← Beranda
Pagar Tinggi di Mall Jadi Sorotan, Menko Polkam Pastikan Tidak Terkait Aksi Demo
Syahrul YunizarRabu, 5 Agustus 2026 | 22.56 WIB
Menko Polkam Djamari Chaniago. (Kemenko Polkam)

 

JawaPos.com - Menteri Koordinator Bidang Politik dan Keamanan (Polkam) Djamari Chaniago memastikan bahwa pemasangan pagar di mall dan pusat perbelanjaan tidak terkait dengan aksi demo. Langkah itu diambil atas pertimbangan masing-masing.

”Tidak ada kaitannya dengan hubungan seperti yang digulirkan kabar-kabar yang akan datang (aksi demo), tidak ada,” ucap Djamari kepada awak media pada Rabu (5/8).

Menurut Djamari, pemasangan pagar tinggi tersebut dilakukan untuk keamanan masing-masing pusat perbelanjaan. Namun, Djamari menyatakan bahwa pagar-pagar tinggi itu kini sudah dibongkar atas instruksi dari kepala daerah setempat. Baik yang di Surabaya maupun Jakarta.

”Sudah dianggap tidak memenuhi izin, seperti yang dilakukan oleh beberapa tempat. Saya tidak mau menyebutkan mall yang mana, tapi kira-kira pemerintah daerah setempat sudah melakukan penertiban,” tegasnya.

Baca Juga: Mentan Bakal Surati Kepala BGN Minta SPPG Serap Telur dari Peternak Sesuai HAP

Sebelumnya, pemasangan pagar tinggi di sejumlah mall memantik kekhawatiran publik. Tindakan itu dikait-kaitkan dengan isu gangguan keamanan dan ketertiban masyarakat (kamtibmas) Agustus tahun ini. Atas kencangnya isu tersebut, Mabes Polri buka suara.

Menurut Astamaops Kapolri Komjen Fadil Imran, tidak ada hal menonjol yang perlu dikhawatirkan. Laporan pada Daily Operating Reporting System (DORS) menunjukkan bahwa kondisi dan situasi kamtibmas sejauh ini masih aman dan terkendali.

”Sampai hari ini berdasarkan data DORS, Daily Operating Reporting System itu tidak ada hal yang menonjol, tidak ada. Jadi, masyarakat jangan termakan dengan isu-isu akan terjadi gangguan kamtibmas yang mencemaskan,” ungkap Fadil saat ditanyai oleh awak media.

Jenderal bintang tiga Polri itu menyampaikan bahwa keputusan memasang pagar tinggi-tinggi adalah hal biasa. Sehingga tidak perlu dikait-kaitkan dengan narasi dan isu gangguan kamtibmas yang disebut-sebut bakal kembali terjadi pada Agustus tahun ini.

”Saya kira orang pagari rumahnya kan biasa, jangan kemudian dibangun narasi seolah-olah kalau bangun pagar akan terjadi sesuatu. Saya kira tidak seperti itu tafsir dan terjemahannya,” ujarnya.

Fadil memastikan, aparat kepolisian selalu bersiaga. Semua berjalan seperti biasanya.
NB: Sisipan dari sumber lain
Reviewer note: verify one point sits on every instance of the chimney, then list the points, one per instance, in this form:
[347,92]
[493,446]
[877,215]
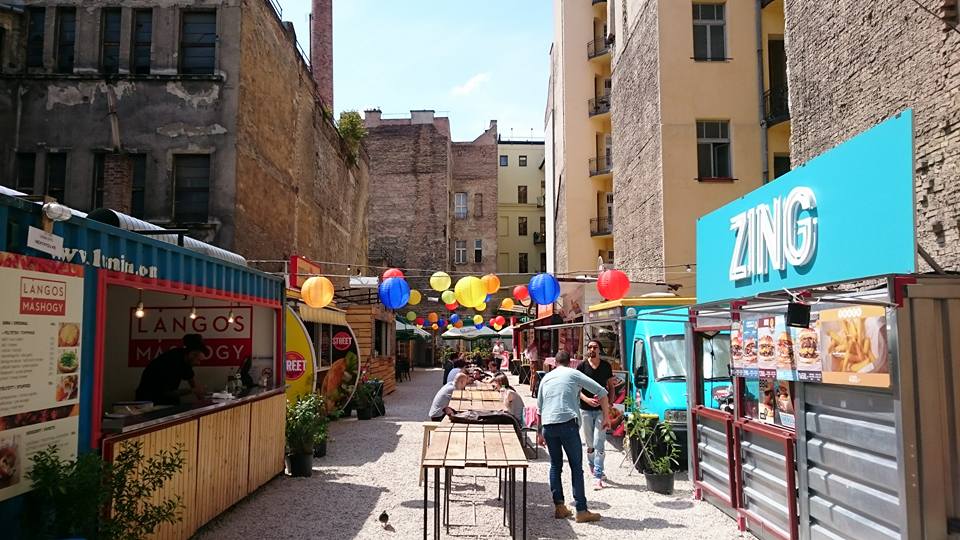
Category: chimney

Senada dengan Fadil, Kabid Humas polda Metro Jaya Kombes Budi Hermanto menyampaikan bahwa masyarakat Jakarta tidak perlu khawatir atas pembangunan tembok tinggi di beberapa mall.
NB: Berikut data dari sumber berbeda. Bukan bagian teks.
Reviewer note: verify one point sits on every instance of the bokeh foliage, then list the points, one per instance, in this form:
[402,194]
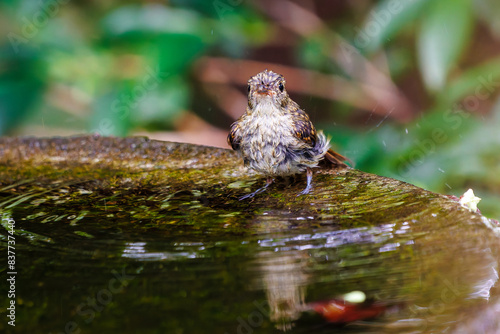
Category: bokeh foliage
[117,67]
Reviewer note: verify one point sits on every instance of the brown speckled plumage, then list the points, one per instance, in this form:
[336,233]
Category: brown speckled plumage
[274,136]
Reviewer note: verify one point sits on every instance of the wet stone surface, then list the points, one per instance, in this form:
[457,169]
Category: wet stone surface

Baca Juga: Iran dan Oman Makin Dekat Capai Kesepakatan Buka Selat Hormuz, Akankah Perang Segera Mereda?

”Tentang pemasangan pagar, kami minta untuk dipertanyakan kembali kepada pihak-pihak pengelola mall, maksud dan tujuannya. Itu kan belum, jangan kita berasumsi,” kata Budi.

Menurut Budi, situasi kamtibmas di Jakarta masih terkendali. Dia juga mengutip pernyataan Gubernur DKI Jakarta Pramono Anung yang sebelumnya memastikan Jakarta tetap aman. Bersama-sama dengan pemda dan Kodam Jaya, Polda Metro Jaya terus mengupayakan kondusifitas di Jakarta.

”Gubernur, pangdam, dan kapolda memberikan rasa aman bersama-sama kepada seluruh warga dan masyarakat DKI,” tegasnya.